# Pictures, Soap packaging created in Corel Draw



## Neil (Nov 29, 2007)

Some soaps for me (poison ivy soap) and some really smooth and nice soaps for my wife. the packing looks better than the soap but I'm learning and getting better. These were created in Corel Draw. My batches started out at around a pound and I'm now up to a 52 oz. batch.


----------



## Tabitha (Nov 29, 2007)

I use corel too!


----------



## earthygirl (Nov 30, 2007)

wow!  nice wraps!


----------



## Chalk Creek (Dec 2, 2007)

Wow!  Very nice.  I haven't used Corel, guess I have something new to learn.


----------



## cambree (Aug 9, 2008)

I love the designs on the soap boxes.  I have try making some of these boxes myself soon.  

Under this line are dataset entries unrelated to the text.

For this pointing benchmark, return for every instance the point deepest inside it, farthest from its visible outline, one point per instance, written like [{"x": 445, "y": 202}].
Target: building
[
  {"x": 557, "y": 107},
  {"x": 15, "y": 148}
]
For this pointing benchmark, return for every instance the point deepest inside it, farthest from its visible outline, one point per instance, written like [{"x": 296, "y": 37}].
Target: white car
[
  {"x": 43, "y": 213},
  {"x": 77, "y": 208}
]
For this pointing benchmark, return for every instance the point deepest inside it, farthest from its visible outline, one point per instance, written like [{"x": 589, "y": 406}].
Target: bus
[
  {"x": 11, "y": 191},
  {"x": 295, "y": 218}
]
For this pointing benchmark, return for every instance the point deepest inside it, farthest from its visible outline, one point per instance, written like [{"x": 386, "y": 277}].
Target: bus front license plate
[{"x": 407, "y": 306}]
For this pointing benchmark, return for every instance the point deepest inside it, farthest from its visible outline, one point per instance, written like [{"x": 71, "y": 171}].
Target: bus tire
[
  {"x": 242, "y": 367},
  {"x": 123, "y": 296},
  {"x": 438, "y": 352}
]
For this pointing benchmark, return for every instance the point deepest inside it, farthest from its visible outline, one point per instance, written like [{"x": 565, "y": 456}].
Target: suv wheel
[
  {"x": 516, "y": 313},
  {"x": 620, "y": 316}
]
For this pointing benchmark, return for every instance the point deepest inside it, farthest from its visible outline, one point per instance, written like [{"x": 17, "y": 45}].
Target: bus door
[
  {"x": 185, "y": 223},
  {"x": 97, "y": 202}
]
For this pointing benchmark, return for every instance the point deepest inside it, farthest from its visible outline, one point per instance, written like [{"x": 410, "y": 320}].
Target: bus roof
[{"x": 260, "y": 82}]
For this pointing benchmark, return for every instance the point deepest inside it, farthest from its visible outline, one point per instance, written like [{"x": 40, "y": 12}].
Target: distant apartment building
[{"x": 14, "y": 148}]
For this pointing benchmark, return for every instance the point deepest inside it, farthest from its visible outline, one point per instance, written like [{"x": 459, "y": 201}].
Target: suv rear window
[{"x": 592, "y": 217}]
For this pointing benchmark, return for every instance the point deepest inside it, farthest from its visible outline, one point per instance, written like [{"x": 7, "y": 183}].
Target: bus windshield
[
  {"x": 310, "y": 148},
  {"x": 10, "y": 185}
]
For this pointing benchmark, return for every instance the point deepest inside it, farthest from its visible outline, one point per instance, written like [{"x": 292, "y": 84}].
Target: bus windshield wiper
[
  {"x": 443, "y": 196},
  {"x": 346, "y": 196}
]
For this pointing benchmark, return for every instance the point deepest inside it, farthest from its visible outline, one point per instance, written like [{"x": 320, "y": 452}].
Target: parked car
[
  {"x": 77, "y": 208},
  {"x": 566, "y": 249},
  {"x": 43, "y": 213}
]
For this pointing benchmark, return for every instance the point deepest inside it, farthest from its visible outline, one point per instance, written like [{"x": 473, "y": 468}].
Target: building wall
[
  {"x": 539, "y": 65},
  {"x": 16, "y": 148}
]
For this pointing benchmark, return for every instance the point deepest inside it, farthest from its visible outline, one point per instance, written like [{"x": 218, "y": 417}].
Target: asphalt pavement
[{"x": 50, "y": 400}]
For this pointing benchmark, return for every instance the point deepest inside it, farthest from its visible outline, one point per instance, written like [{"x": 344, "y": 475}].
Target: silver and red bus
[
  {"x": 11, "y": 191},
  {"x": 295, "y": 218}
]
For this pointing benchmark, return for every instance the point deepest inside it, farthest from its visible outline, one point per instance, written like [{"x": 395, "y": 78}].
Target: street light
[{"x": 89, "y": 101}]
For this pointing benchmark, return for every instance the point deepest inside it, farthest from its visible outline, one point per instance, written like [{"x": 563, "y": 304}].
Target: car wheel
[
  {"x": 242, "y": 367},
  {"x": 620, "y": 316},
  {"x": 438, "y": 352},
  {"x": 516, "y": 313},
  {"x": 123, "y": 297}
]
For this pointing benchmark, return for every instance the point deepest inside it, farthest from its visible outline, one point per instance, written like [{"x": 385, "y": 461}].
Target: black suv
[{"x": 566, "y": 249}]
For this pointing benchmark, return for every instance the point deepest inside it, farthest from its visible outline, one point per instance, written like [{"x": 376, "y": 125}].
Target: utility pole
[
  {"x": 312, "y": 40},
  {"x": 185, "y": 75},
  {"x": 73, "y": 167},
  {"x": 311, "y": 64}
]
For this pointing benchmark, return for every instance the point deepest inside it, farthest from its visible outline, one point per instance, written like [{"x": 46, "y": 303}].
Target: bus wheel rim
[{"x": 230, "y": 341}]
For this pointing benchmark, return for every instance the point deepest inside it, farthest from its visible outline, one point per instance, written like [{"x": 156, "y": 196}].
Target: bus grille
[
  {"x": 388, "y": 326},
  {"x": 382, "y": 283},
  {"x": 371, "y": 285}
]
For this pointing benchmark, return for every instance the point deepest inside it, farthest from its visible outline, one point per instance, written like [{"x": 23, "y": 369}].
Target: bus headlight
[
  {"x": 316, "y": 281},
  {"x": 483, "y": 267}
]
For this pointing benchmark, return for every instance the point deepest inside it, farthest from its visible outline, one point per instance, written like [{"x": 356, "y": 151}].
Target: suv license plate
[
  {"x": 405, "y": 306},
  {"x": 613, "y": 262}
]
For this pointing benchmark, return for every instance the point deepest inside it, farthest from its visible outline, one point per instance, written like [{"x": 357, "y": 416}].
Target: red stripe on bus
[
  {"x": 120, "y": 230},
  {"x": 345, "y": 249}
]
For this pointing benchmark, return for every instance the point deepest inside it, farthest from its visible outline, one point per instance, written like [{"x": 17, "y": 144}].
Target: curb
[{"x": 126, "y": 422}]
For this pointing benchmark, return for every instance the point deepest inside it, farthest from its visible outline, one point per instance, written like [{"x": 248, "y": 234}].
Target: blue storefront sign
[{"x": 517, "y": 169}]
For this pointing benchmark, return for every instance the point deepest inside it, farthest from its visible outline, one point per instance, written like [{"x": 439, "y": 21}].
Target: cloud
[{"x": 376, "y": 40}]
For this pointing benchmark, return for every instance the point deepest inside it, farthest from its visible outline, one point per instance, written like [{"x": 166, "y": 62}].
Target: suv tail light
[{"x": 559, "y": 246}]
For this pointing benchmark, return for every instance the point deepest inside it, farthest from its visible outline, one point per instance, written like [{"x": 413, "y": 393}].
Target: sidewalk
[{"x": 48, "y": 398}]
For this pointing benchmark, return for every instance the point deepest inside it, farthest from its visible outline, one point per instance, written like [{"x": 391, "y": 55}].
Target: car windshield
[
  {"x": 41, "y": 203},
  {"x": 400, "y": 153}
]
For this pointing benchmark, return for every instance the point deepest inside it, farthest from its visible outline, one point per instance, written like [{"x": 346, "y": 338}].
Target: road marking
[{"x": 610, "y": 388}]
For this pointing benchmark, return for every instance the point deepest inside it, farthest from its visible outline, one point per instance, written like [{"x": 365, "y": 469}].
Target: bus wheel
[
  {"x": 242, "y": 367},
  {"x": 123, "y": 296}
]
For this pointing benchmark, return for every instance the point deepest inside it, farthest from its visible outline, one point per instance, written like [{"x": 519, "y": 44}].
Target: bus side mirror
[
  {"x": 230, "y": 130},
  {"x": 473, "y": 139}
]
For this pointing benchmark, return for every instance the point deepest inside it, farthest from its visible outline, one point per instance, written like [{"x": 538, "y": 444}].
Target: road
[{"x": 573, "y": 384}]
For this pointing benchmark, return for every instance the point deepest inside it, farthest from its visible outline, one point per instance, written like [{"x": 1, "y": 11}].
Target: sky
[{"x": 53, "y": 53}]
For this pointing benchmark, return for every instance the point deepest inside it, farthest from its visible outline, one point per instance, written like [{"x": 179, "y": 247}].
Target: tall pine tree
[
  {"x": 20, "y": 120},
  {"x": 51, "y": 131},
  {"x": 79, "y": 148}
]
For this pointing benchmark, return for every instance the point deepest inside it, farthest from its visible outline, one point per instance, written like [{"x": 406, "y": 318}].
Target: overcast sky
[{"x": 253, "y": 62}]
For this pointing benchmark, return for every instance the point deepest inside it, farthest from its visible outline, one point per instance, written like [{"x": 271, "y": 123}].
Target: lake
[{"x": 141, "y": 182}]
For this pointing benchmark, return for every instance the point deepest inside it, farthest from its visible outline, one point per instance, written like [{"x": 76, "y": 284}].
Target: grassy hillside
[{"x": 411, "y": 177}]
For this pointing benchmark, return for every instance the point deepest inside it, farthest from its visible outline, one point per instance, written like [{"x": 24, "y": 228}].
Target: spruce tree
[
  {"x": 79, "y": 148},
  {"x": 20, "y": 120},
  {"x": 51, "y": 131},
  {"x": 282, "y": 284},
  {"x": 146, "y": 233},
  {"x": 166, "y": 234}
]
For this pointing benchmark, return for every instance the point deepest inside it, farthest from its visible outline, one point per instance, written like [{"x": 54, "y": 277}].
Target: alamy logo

Thanks for sharing the pic


----------



## beachgurl (Aug 9, 2008)

They're very nice     Was it a difficult program to learn?


----------



## dagnukem (Aug 9, 2008)

Yes, very nice! How do you print them on the boxes? Is that a dumb question?   

I think I might need some of that poison ivy soap! hehe


----------



## divaxtrema (Aug 10, 2008)

I don't think it's a dumb question...I don't even know what Corel Draw is


----------



## IanT (Aug 10, 2008)

great job they look like theyre commericial produced labels!


----------